Frequently Asked Questions

What is the most important LLM latency metric?

It depends on the interface. TTFT is central for perceived responsiveness in a streaming UI, while end-to-end duration matters for complete tasks and non-streaming calls. Error rate and tail percentiles are required to interpret either metric.

How many requests are needed for an LLM latency test?

There is no universal sample count. Choose it from observed variability, desired percentile resolution, workload slices, test cost, and decision risk, then disclose the count and uncertainty. Small samples are useful for smoke detection but weak for tail claims.

Should LLM latency tests include warm-up requests?

Yes, when the goal is steady-state performance, but retain and label warm-up observations separately. Also run a distinct cold-start scenario when startup or model loading affects real users.

How do I estimate LLM API cost in automated tests?

Read token usage from the final API response and multiply each billing category by an effective-dated model rate. Keep rates outside code, preserve full precision, and reconcile estimates with the provider's billing data.

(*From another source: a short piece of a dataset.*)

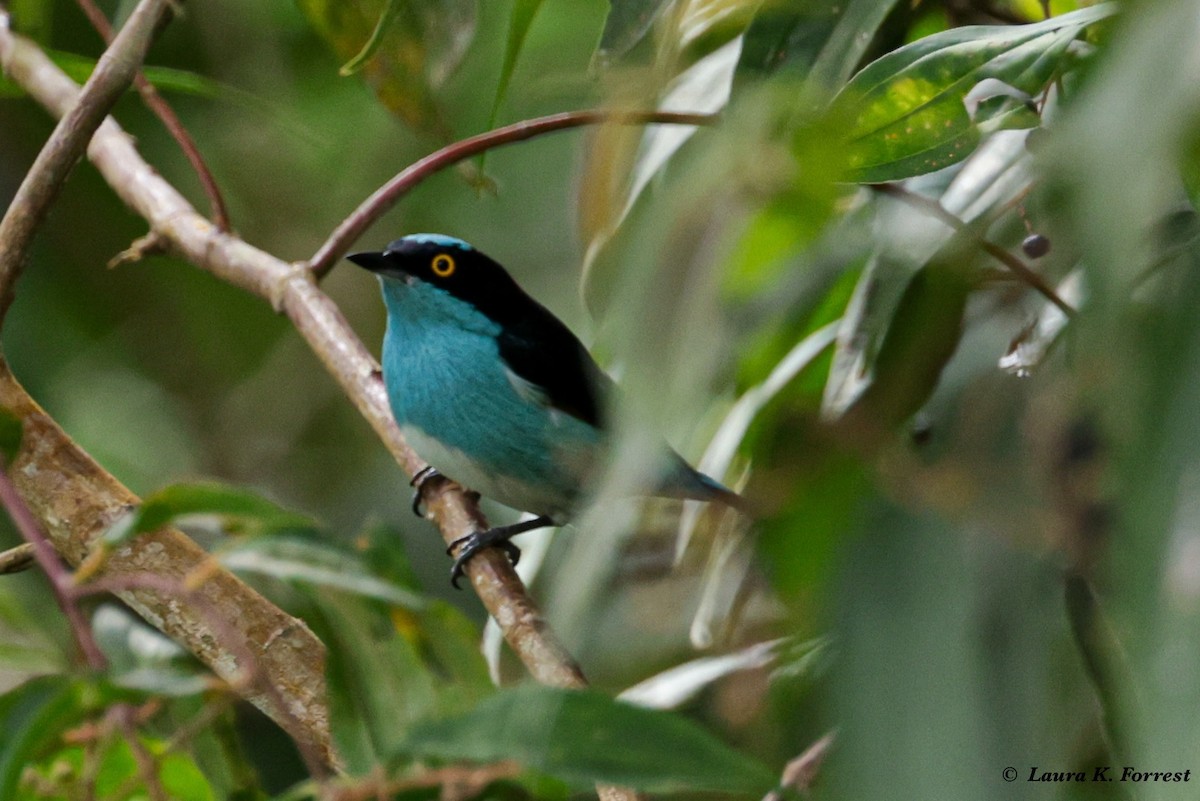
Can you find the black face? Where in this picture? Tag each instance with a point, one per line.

Why can token cost estimates differ from the invoice?

The estimator may omit cached input, reasoning, images, tools, storage, batch pricing, retries, rounding, or a rate change. Reporting windows and currency conversion can also differ, so reconciliation is a required test of the estimator.

Can I run LLM load tests against a production API?

Only with explicit authorization, quotas, stop conditions, and a workload that cannot affect users or spend unexpectedly. A controlled environment is better for release comparisons, while low-rate production probes can validate the real path.

What is a good LLM latency threshold?

Set thresholds from the product's user-experience objective, workload, baseline variation, and service constraints. There is no defensible universal number because task length, streaming, tools, model, and region materially change performance.